Sila and the Afrofunk Experience: Black President
By Team JamBase Oct 26, 2009 • 12:03 pm PDT

“Mr. President, I got something to say/ People are hungry for change,” sings Victor Sila in “Black President,” the title track of his band’s latest album. “I am change. You are change. We are change.” To be sure, Sila and the Afrofunk Experience know the importance of political and cultural change, as well as the possibilities of music as a tool for bringing it about.
Raised in Kenya by his grandmother, Victor Sila Mutungi was introduced to Western music at a young age. After listening to a series of Christian sermons broadcast on the Voices of America network – a requirement of his devout grandmother – Sila immersed himself in the ’70s funk and soul classics of the pop-music program that followed. Though grandma dismissed it as the work of the Devil, Sila paid close attention and assimilated the music’s vocal harmonies, earthy rhythms, and raw emotion.
He would later discover Afrobeat godfather Fela Kuti, and Funkiest Man in Africa, the first album from Sila and the Afrofunk Experience, ably blended American funk and soul with Afrobeat and Pan-African percussion. On Black President (Visila Records), the band delves further into Western elements – particularly Motown and hard Funkadelic style funk – and advances a more overt political message. The album cover, a painting of a young, casually dressed Barack Obama cradling the African continent in his hand, sets the tone.
“Shelter” launches the album with unflagging energy, from the opening horn blast to Sila’s piercing yells and ululating freakouts.
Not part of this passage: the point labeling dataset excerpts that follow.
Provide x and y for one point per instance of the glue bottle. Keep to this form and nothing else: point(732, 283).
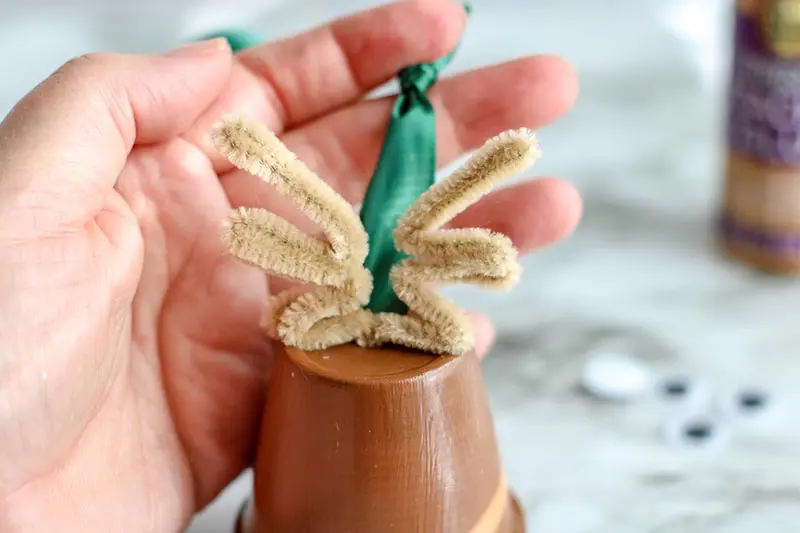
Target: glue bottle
point(760, 219)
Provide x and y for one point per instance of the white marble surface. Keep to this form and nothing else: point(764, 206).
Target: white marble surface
point(640, 275)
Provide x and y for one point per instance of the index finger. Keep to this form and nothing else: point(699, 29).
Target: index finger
point(293, 81)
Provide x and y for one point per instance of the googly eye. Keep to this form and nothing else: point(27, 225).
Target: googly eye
point(614, 376)
point(682, 389)
point(749, 406)
point(698, 431)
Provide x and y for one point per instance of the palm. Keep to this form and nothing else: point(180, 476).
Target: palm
point(180, 397)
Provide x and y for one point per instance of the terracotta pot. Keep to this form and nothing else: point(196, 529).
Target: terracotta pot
point(380, 440)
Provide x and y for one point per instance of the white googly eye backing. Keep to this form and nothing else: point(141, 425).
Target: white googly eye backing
point(615, 376)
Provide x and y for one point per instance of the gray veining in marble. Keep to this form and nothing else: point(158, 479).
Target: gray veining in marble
point(640, 275)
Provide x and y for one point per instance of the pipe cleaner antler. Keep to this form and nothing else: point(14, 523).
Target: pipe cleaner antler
point(470, 255)
point(333, 313)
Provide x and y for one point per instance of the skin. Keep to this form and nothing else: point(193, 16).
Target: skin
point(132, 366)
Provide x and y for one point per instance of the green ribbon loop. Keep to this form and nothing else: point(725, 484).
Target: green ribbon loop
point(238, 39)
point(406, 168)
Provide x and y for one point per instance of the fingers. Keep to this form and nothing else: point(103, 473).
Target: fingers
point(532, 214)
point(343, 147)
point(484, 332)
point(328, 67)
point(65, 144)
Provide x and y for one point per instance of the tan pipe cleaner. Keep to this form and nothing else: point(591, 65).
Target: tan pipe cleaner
point(333, 312)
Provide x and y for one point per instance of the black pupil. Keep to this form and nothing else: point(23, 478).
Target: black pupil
point(676, 388)
point(752, 400)
point(698, 431)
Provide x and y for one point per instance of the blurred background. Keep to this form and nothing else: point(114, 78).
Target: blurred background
point(640, 279)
He establishes himself as a versatile lead singer, unafraid to push the upper registers with spontaneous yelps and powerful, screeching voiced punctuation marks. The syncopated rhythm, driven by Bennie Murray on drums and Wendell Rand on bass, winds tightly throughout the melody, but it’s all about Sila’s vocals and the overwhelming horns, with the trumpet of Mike Pitre taking the lead (a pattern that continues throughout the album).
“Beauty Queen” slides into a more Latin-flavored mode, with multiple female vocal responses to Sila’s sultry delivery. The relentlessly positive “Africa” is reminiscent of Orchestra Baobab, and the free-flowing Caribbean beat and soft percussion accents demand beach or poolside listening.
On “Chrome,” Sila turns in his most intriguing vocal performance, as his high-pitched screams (“I’m freaking OUT!”) complement and punctuate the cool, hepcat flow of the melody. Think of the well-constructed yet laid-back neo-soul of rock quintet Townhall, with James Brown and Prince trading improvisations over the top.
“Thief in the House” most accurately demonstrates the band’s indebtedness to Kuti. The loping rhythm sets a rock-solid baseline for Sila’s raps about political bribery and the continued repression of the poverty-stricken citizens of African nations. “What Makes You Laugh Makes You Cry” echoes “Thief” in its structure and lyrical content (“mothers, on their knees, asking, ‘Have you seen my child?'”) and proves to be the catchiest track.
The album’s main stumble is “You Love You,” a heavy-handed, reggae-drenched song about the necessity of loving yourself before accepting love from someone else. It takes the earnestness quotient – usually an asset for this band – over the line. Black President ends with “I’m So Tired,” a fiery but overlong summation of the band’s activist message. In typical Afrobeat fashion, the jaunty beat undulates beneath Sila’s boisterous proclamations that he’s tired “of the television…of CNN…of people calling Africa the black continent…of people stealing from Africa…all this bullshit, all this corruption shit, all this genocide shit.”
His point is obvious and plainspoken: “No time for love/ We make no time for family,” adding, “No time to say hello/ No time to say I love you/ No time for truth.” It’s an important and timely notion, and the driving momentum of the band provides a fitting forum for Sila’s message.